La folie des grandeurs d’Erdogan et la courte vue des Emirats
Contribution d’Ali Akika – De graves événements se déroulent au Moyen-Orient (Méditerranée et Golfe) où des navires sont attaqués, des raffineries et des aéroports bombardés. Et derrière l’écran de ces batailles militaires s’agitent d’autres manœuvres politico-diplomatiques. Le Covid-19 et les angoisses qu’il engendre expliquent dans une certaine mesure le silence parfois complice d’une certaine presse.
Que cache donc cette fièvre de rencontres et réconciliations entre frère-ennemis d’hier, à l’exemple du Qatar et de l’Arabie Saoudite ? Que signifie l’éventuelle vente de drones turcs à l’Arabie, deux pays qui ont un rapport avec l’horrible assassinat du journaliste Khashoggi ? Pourquoi cette précipitation du ministre israélien des Affaires étrangères à Moscou et celle du chef d’état-major de l’armée israélienne à l’OTAN ? Quelle portée politique doit-on donner à la visite d’un député libanais de Hezbollah à Moscou et à la lettre du leadeur iranien Khameiny à Poutine ? Ce remue-ménage diplomatique renseigne sur la tension qui monte crescendo au Moyen-Orient et sur la recherche frénétique de nouvelles «alliances». Il indique aussi le rôle grandissant de la Russie au Moyen-Orient qui, jusque-là, était la chasse gardée des Etats-Unis.

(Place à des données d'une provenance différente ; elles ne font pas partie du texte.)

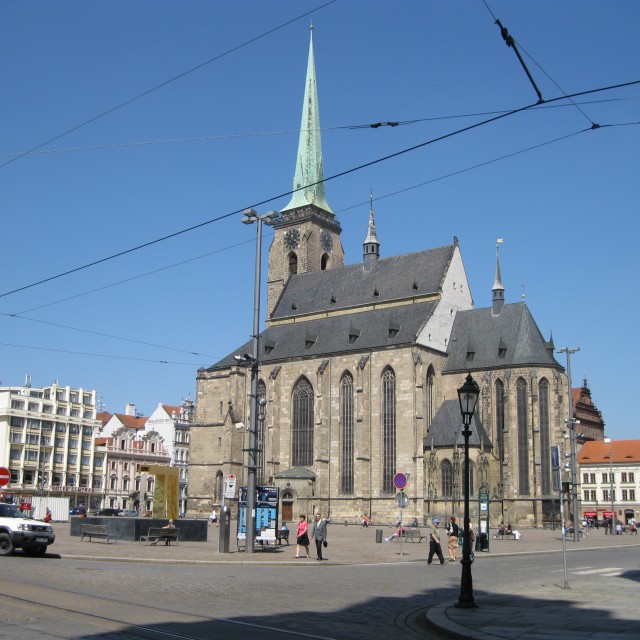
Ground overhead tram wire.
[0,342,204,367]
[0,96,640,158]
[0,80,640,298]
[0,313,216,358]
[482,0,598,129]
[12,122,604,317]
[0,0,337,169]
[0,121,640,359]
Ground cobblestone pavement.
[38,523,640,640]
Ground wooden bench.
[276,529,289,545]
[140,527,180,546]
[394,529,426,542]
[493,529,516,540]
[80,524,118,544]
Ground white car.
[0,503,56,556]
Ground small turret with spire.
[363,190,380,271]
[492,238,504,316]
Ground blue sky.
[0,0,640,439]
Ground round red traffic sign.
[0,467,11,487]
[393,473,407,490]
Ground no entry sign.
[0,467,11,487]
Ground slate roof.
[274,467,316,480]
[271,245,455,320]
[443,302,562,373]
[424,400,493,450]
[207,300,438,371]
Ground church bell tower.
[267,26,344,323]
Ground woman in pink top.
[296,514,309,558]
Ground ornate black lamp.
[456,373,480,609]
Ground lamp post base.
[455,557,478,609]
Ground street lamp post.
[242,209,279,553]
[456,373,480,609]
[558,347,580,542]
[609,449,616,535]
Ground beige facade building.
[188,31,570,525]
[578,438,640,525]
[95,404,171,513]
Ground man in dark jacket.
[311,513,327,560]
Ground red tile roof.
[96,411,113,426]
[114,413,148,430]
[578,440,640,464]
[162,404,180,417]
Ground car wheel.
[0,533,14,556]
[24,544,47,556]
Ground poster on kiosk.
[238,487,279,542]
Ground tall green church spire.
[282,25,333,213]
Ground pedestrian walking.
[311,513,327,560]
[427,518,444,564]
[296,513,311,558]
[447,516,460,562]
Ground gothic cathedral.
[188,28,570,526]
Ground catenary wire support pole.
[242,209,279,553]
[558,347,580,542]
[496,20,544,104]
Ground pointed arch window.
[289,253,298,276]
[495,380,504,462]
[425,365,436,430]
[382,367,396,493]
[440,460,453,498]
[538,378,551,496]
[516,378,529,496]
[340,372,354,495]
[291,378,313,467]
[213,471,223,502]
[255,380,267,484]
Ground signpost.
[224,473,236,500]
[0,467,11,487]
[393,473,409,556]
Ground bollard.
[218,506,231,553]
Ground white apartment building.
[147,398,195,513]
[578,438,640,524]
[0,377,103,507]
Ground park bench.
[80,524,118,544]
[276,529,289,545]
[140,527,180,546]
[493,529,516,540]
[394,529,425,542]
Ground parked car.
[93,509,122,516]
[0,503,56,556]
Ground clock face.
[320,231,333,251]
[284,229,300,249]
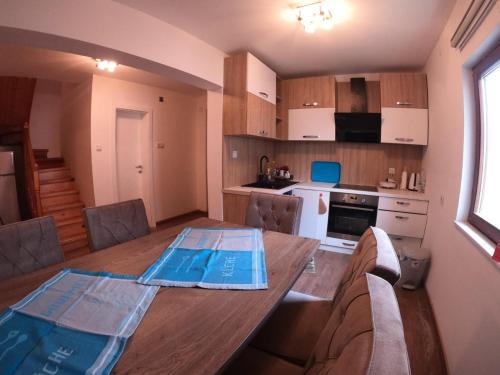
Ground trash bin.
[398,247,431,290]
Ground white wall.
[424,0,500,375]
[30,79,62,157]
[61,79,94,207]
[91,76,206,225]
[207,91,223,220]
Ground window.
[469,46,500,243]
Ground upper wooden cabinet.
[380,73,428,108]
[285,75,335,109]
[223,52,276,138]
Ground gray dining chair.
[83,199,150,251]
[0,216,64,280]
[245,192,302,235]
[252,227,401,364]
[225,273,411,375]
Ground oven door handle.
[330,204,376,212]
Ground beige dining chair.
[245,192,302,235]
[0,216,64,280]
[83,199,150,251]
[252,227,400,364]
[225,273,411,375]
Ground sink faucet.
[259,155,269,174]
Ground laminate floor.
[292,250,447,375]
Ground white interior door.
[116,109,154,226]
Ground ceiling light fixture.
[95,59,118,73]
[293,1,345,34]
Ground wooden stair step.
[43,202,84,215]
[38,167,72,181]
[40,189,78,199]
[64,244,90,260]
[36,158,64,170]
[57,221,87,240]
[59,232,87,248]
[40,179,76,194]
[56,215,83,228]
[40,190,80,209]
[40,176,75,186]
[33,148,49,162]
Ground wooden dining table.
[0,218,319,374]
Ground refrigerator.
[0,151,20,225]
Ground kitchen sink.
[241,180,299,190]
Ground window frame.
[468,44,500,243]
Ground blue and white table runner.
[0,269,159,375]
[137,228,267,289]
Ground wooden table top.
[0,218,319,374]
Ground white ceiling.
[0,44,202,95]
[115,0,455,77]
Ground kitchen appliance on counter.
[327,189,378,248]
[0,151,21,225]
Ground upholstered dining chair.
[0,216,64,280]
[245,192,302,235]
[226,273,411,375]
[252,227,400,364]
[83,199,150,251]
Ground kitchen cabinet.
[286,75,335,109]
[223,193,250,225]
[292,189,330,243]
[376,197,428,238]
[380,73,428,108]
[380,107,429,145]
[223,52,276,138]
[288,108,335,141]
[380,73,429,145]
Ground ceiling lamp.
[294,1,335,34]
[95,59,118,73]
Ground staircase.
[33,149,90,260]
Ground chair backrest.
[306,274,411,375]
[83,199,150,251]
[0,216,64,280]
[245,192,302,234]
[333,227,401,308]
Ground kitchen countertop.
[222,181,429,201]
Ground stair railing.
[23,122,43,217]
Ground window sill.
[455,220,500,269]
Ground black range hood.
[335,78,382,143]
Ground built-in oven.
[327,192,378,241]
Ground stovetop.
[335,184,377,191]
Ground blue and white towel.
[0,269,158,375]
[137,228,267,289]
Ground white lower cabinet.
[389,234,422,255]
[376,210,427,238]
[292,189,330,243]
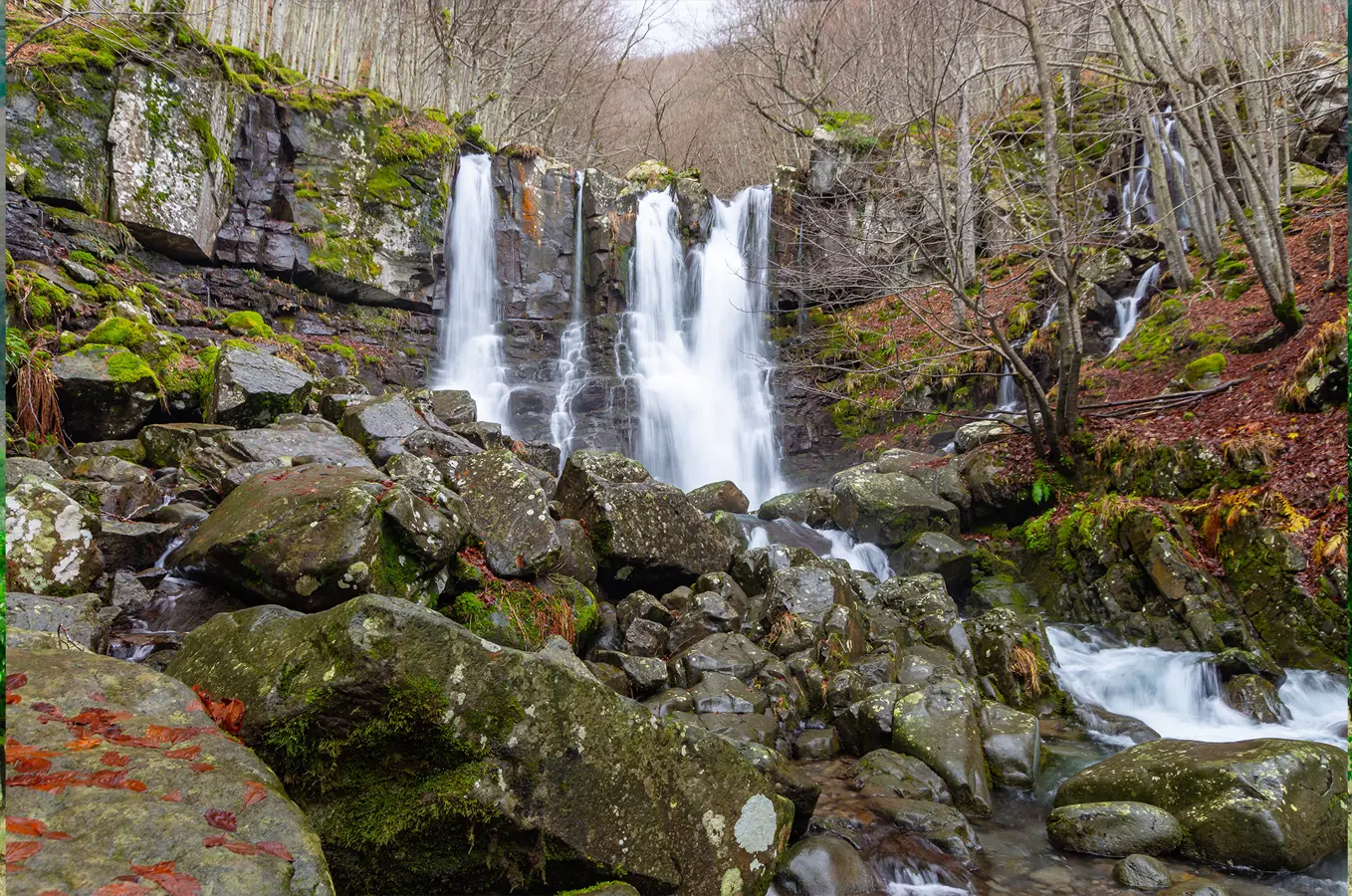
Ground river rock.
[686,480,751,514]
[4,477,103,597]
[1113,853,1174,889]
[52,344,159,442]
[756,488,835,529]
[454,449,563,578]
[1046,801,1183,855]
[831,473,959,550]
[1221,676,1291,725]
[1056,738,1348,872]
[171,464,451,612]
[207,344,315,428]
[555,450,732,592]
[170,594,792,893]
[5,650,336,896]
[775,834,885,896]
[892,677,991,816]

On comprend mieux pourquoi Joe Biden, étouffé par la colère, s’est laissé aller à son incroyable accusation de tueur à l’encontre de Poutine. Tous ces faits et événements sont à l’évidence des sources potentielles d’explosions guerrières. Pour ceux qui observent l’actualité, il leur apparaît d’emblée que ces alliances et rencontres «insolites», ces voyages précipités sont les signes que des loups veulent sortir de leurs tanières pour allumer le feu ailleurs. Voyons donc la situation des pays qui s’agitent, changent ou nouent des alliances impensables il n’y a pas si longtemps.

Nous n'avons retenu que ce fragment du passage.